CN2 Eliciting Unreported Subgroup-Specific Survival from Aggregate Randomized Controlled Trial Data


      Subgroup analyses are vital components of health technology assessments but randomized controlled trials (RCTs) do not commonly report survival distributions for subgroups. This study developed an analytical framework to elicit unreported subgroup-specific survival information from aggregate RCT data.


      Assuming exponentially-distributed subgroup survival times, we developed an optimization model which aimed to approximate the restricted mean survival time (RMST) for the overall population via weighted average of the RMSTs of two mutually exclusive and exhaustive subgroups in each arm. Reported hazard ratios from the forest plots between the arms were used to enforce the relationship among subgroups’ hazard rates in the model. The performance of the model was tested in a case study consisting of 8 RCTs in advanced stage gastrointestinal tumors (3 in hepatocellular carcinoma, 3 in gastric/gastroesophageal junction/esophageal cancer and 2 in colorectal cancer) which also reported Kaplan-Meier (KM) curves for overall survival (OS) for 40 subgroups in total.

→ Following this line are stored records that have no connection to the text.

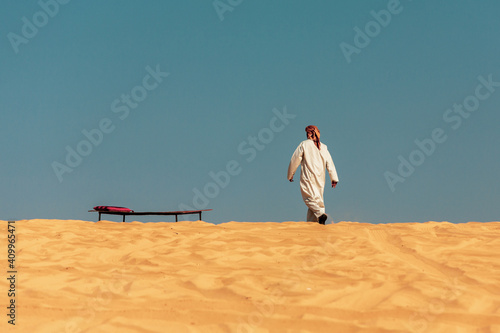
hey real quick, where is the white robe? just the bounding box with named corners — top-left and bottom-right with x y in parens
top-left (287, 139), bottom-right (339, 222)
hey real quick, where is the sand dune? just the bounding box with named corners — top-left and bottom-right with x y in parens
top-left (1, 219), bottom-right (500, 332)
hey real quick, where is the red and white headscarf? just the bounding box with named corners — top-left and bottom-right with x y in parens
top-left (305, 125), bottom-right (321, 150)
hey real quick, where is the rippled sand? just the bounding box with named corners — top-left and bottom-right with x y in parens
top-left (1, 219), bottom-right (500, 332)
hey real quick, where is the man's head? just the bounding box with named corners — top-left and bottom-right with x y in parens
top-left (305, 125), bottom-right (321, 149)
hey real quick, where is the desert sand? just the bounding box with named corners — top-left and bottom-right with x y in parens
top-left (1, 219), bottom-right (500, 333)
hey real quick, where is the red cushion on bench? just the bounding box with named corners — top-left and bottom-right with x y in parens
top-left (93, 206), bottom-right (134, 213)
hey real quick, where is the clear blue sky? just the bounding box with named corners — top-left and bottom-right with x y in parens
top-left (1, 0), bottom-right (499, 223)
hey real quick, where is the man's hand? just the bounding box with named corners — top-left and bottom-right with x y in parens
top-left (332, 181), bottom-right (338, 188)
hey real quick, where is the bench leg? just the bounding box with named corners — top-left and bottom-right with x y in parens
top-left (122, 215), bottom-right (126, 223)
top-left (175, 215), bottom-right (178, 222)
top-left (199, 212), bottom-right (202, 220)
top-left (98, 212), bottom-right (101, 221)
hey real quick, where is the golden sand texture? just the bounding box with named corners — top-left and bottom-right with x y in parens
top-left (1, 219), bottom-right (500, 333)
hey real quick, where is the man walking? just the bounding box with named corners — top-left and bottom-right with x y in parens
top-left (287, 125), bottom-right (339, 224)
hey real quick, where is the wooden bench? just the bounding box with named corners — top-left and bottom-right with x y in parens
top-left (88, 209), bottom-right (212, 222)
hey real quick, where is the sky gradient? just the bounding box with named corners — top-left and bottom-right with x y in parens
top-left (1, 0), bottom-right (499, 224)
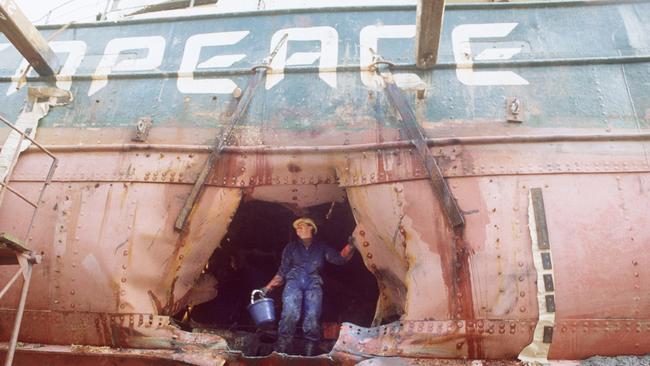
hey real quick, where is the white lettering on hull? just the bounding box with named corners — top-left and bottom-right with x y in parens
top-left (266, 26), bottom-right (338, 89)
top-left (0, 23), bottom-right (529, 94)
top-left (177, 31), bottom-right (249, 94)
top-left (88, 36), bottom-right (166, 96)
top-left (451, 23), bottom-right (528, 86)
top-left (6, 40), bottom-right (87, 95)
top-left (360, 24), bottom-right (424, 90)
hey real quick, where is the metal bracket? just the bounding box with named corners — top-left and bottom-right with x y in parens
top-left (506, 97), bottom-right (524, 123)
top-left (132, 117), bottom-right (153, 142)
top-left (373, 59), bottom-right (464, 229)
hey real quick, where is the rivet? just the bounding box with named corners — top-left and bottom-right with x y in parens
top-left (519, 306), bottom-right (526, 312)
top-left (70, 290), bottom-right (75, 295)
top-left (363, 241), bottom-right (370, 247)
top-left (366, 253), bottom-right (373, 259)
top-left (123, 250), bottom-right (128, 256)
top-left (121, 278), bottom-right (127, 283)
top-left (359, 230), bottom-right (365, 236)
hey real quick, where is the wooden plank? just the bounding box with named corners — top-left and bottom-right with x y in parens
top-left (415, 0), bottom-right (445, 69)
top-left (174, 68), bottom-right (266, 231)
top-left (0, 0), bottom-right (60, 76)
top-left (0, 232), bottom-right (28, 253)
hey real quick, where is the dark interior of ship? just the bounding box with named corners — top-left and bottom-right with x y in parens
top-left (173, 198), bottom-right (379, 356)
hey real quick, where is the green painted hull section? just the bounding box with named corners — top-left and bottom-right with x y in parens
top-left (0, 1), bottom-right (648, 133)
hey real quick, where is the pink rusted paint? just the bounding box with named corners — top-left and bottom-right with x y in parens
top-left (0, 124), bottom-right (649, 364)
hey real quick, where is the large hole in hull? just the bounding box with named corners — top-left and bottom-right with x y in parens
top-left (175, 198), bottom-right (378, 356)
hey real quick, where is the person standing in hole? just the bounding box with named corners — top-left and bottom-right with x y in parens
top-left (259, 217), bottom-right (357, 356)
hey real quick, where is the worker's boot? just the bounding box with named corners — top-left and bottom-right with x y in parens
top-left (304, 341), bottom-right (320, 356)
top-left (274, 338), bottom-right (290, 354)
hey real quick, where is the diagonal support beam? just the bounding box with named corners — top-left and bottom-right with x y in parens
top-left (377, 63), bottom-right (464, 229)
top-left (174, 34), bottom-right (288, 232)
top-left (415, 0), bottom-right (445, 69)
top-left (174, 67), bottom-right (266, 231)
top-left (0, 0), bottom-right (60, 76)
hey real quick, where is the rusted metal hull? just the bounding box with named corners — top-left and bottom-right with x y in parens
top-left (0, 0), bottom-right (649, 364)
top-left (0, 129), bottom-right (648, 362)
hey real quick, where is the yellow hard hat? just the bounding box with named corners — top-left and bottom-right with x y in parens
top-left (292, 217), bottom-right (317, 234)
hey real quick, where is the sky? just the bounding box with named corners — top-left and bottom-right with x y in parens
top-left (13, 0), bottom-right (422, 25)
top-left (14, 0), bottom-right (161, 24)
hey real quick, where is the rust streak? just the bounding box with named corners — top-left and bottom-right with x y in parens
top-left (97, 184), bottom-right (113, 246)
top-left (287, 162), bottom-right (302, 173)
top-left (454, 230), bottom-right (481, 358)
top-left (148, 290), bottom-right (163, 315)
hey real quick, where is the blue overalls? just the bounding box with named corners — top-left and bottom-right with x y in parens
top-left (275, 240), bottom-right (349, 350)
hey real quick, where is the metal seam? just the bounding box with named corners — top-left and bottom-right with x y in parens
top-left (23, 131), bottom-right (650, 154)
top-left (3, 54), bottom-right (649, 82)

For each subgroup, predicted median survival, OS rates and the RMSTs were compared against the actual OS rates, median survival and the RMSTs as well as their 95% confidence intervals (CIs).


      Predicted median survivals and RMSTs were within the 95% CIs of the reported values in 32 and 35 out of 40 subgroups, respectively. In 8 of the subgroups, the gap between the estimated RMSTs from the predicted and the reported survival curves was less than 5%. In 6 of the subgroups, predicted survival curves laid within the 95% CIs of reported KM-curves in at least 90% of the time. Across all subgroups, on average, predicted survival curves laid within the 95% CIs of reported KM-curves in 71% of the time.


      Our study offers a useful and reliable approach for extracting subgroup-specific survival from aggregate RCT data to better inform economic and comparative effectiveness analyses for subgroups.